Ao descrever como é feita a acolhida e o apoio aos migrantes do Haiti que chegam ao Brasil, o jesuíta constata que o trabalho com os haitianos transformou-se, neste último ano, no sinal principal da atuação da Igreja Católica em Manaus
Depois do terremoto ocorrido no Haiti, em janeiro de 2010, uma intensa migração de haitianos ao Brasil deu-se início, principalmente na cidade de Manaus. Segundo o padre jesuíta Paulo Tadeu Barausse, engajado no projeto Pró-Haiti, nos últimos três anos passaram por Manaus em torno de 5 mil haitianos. “Não é fácil manter viva a esperança, pois muitos trazem consigo traumas e feridas”, relata, na entrevista que concedeu por e-mail para a IHU On-Line.
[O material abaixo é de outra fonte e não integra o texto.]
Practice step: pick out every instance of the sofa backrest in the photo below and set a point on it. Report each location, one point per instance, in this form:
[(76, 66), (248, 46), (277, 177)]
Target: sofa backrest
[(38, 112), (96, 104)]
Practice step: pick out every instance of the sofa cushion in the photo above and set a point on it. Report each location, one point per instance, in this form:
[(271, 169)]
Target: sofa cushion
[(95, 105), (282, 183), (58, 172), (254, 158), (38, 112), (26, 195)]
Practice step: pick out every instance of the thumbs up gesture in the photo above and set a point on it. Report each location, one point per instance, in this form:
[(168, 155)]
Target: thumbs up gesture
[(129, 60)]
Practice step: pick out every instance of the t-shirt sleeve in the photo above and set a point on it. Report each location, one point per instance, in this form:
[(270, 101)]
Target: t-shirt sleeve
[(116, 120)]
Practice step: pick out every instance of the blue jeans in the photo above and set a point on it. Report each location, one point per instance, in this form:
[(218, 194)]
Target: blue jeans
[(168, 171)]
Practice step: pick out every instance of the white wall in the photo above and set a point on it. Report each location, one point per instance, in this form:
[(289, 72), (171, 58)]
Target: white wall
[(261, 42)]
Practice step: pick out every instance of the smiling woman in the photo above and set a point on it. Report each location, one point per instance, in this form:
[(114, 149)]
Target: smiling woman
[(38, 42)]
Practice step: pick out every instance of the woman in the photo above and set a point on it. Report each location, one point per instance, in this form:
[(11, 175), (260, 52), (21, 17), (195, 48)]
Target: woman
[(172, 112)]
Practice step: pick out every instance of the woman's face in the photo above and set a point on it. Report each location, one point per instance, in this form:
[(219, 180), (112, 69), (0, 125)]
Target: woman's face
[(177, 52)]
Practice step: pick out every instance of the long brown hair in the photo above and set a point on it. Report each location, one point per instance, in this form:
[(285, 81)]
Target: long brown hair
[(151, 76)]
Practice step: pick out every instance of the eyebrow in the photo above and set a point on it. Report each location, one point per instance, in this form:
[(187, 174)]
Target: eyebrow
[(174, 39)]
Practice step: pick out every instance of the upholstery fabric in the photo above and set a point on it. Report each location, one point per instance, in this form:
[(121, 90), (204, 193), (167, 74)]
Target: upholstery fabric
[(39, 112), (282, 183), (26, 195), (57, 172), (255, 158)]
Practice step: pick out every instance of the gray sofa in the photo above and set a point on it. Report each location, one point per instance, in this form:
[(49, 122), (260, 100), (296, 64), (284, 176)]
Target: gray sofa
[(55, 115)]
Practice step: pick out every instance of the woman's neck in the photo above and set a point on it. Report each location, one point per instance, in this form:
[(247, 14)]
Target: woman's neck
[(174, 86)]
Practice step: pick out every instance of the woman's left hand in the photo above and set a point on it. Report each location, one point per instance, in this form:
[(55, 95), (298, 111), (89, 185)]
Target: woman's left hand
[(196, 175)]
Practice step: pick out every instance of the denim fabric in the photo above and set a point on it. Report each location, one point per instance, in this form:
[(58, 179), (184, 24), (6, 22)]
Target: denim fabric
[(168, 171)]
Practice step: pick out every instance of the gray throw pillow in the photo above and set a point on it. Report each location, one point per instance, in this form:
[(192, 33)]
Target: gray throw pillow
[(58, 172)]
Barausse explica que o Governo Federal tem concedido os vistos aos migrantes, possibilitando a vinda de aproximadamente 120 haitianos por mês, no entanto, continua, “os governos estaduais estão bastante omissos, quase não existe nenhum posicionamento. Não há um trabalho sistemático que envolve as esferas Federal, Estadual e Municipal”. Ele relata que alguns dos haitianos migrantes que falam o português partilham suas preocupações e angústias com a atual situação do país. “Demonstram certo pessimismo com a reconstrução do Haiti. Falam muito de seus familiares. Sempre estão preocupados em mandar remessas para ajudá-los. Outros são mais reservados em falar sobre a realidade do seu país. As conversas geralmente giram em torno do trabalho ou da busca pelo mesmo”.
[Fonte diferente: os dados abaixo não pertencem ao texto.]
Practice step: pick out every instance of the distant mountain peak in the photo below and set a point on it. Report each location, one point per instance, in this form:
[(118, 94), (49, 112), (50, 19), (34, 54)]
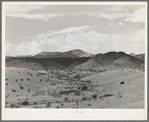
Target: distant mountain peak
[(72, 54)]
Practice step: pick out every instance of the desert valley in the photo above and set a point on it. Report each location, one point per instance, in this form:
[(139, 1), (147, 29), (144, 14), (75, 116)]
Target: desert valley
[(75, 79)]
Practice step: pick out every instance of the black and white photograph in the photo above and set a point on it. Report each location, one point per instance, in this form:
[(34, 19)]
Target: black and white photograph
[(74, 56)]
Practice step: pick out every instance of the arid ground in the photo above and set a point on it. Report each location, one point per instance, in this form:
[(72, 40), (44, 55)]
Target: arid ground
[(115, 88)]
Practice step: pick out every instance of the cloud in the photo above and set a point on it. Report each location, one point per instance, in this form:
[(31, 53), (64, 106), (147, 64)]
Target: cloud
[(138, 16), (43, 17), (120, 23), (21, 8), (118, 8), (80, 38), (110, 24), (69, 30)]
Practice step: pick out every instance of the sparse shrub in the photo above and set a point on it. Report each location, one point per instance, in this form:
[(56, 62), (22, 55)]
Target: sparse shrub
[(122, 82), (48, 104), (26, 103), (84, 98), (94, 96), (89, 104), (14, 90), (28, 90), (66, 99), (12, 105), (84, 87), (28, 79), (58, 107)]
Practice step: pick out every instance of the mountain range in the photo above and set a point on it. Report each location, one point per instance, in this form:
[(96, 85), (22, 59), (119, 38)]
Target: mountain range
[(76, 59)]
Paulo Barausse (foto) é natural de Campo Largo, no Paraná. Durante dez anos, foi operário nas fábricas de porcelana e cerâmica em sua cidade natal. É bacharel em Filosofia, pelo Instituto Santo Inácio (ISI), em Belo Horizonte. Cursou, ainda, bacharelado em Teologia, também pelo ISI, e mestre em Teologia Pastoral pela Universidad Pontifice Bolivariana de Medellí – Colômbia. Foi vigário da Paróquia Santa Luzia, localizada em Porto Velho, Rondônia e coordenador da Comissão Justiça e Paz da Arquidiocese de Porto Velho. Atualmente é coordenador executivo do Centro de Direitos Humanos da Arquidiocese de Manaus. Confira a entrevista.
IHU On-Line – Em que consiste e como tem funcionado o Projeto Pró-Haiti?
Paulo Tadeu Barausse – Atualmente, muitos jovens, homens, mulheres e famílias haitianas que se encontram na cidade de Manaus e Região Amazônica necessitam de assistência jurídica e orientação do encaminhamento dos seus documentos junto aos departamentos oficiais do governo brasileiro e/ou Embaixada do Haiti em Brasília. Em Manaus, os trabalhos de assistência aos imigrantes haitianos é desenvolvido em rede, sendo os principais a Caritas, Rede Escalabriniana, Pastoral do Migrante da Arquidiocese de Manaus, Capuchinhos, pastores de diversas igrejas, outras congregações religiosas e muitas pessoas voluntarias e de boa vontade para ajudar os imigrantes haitianos.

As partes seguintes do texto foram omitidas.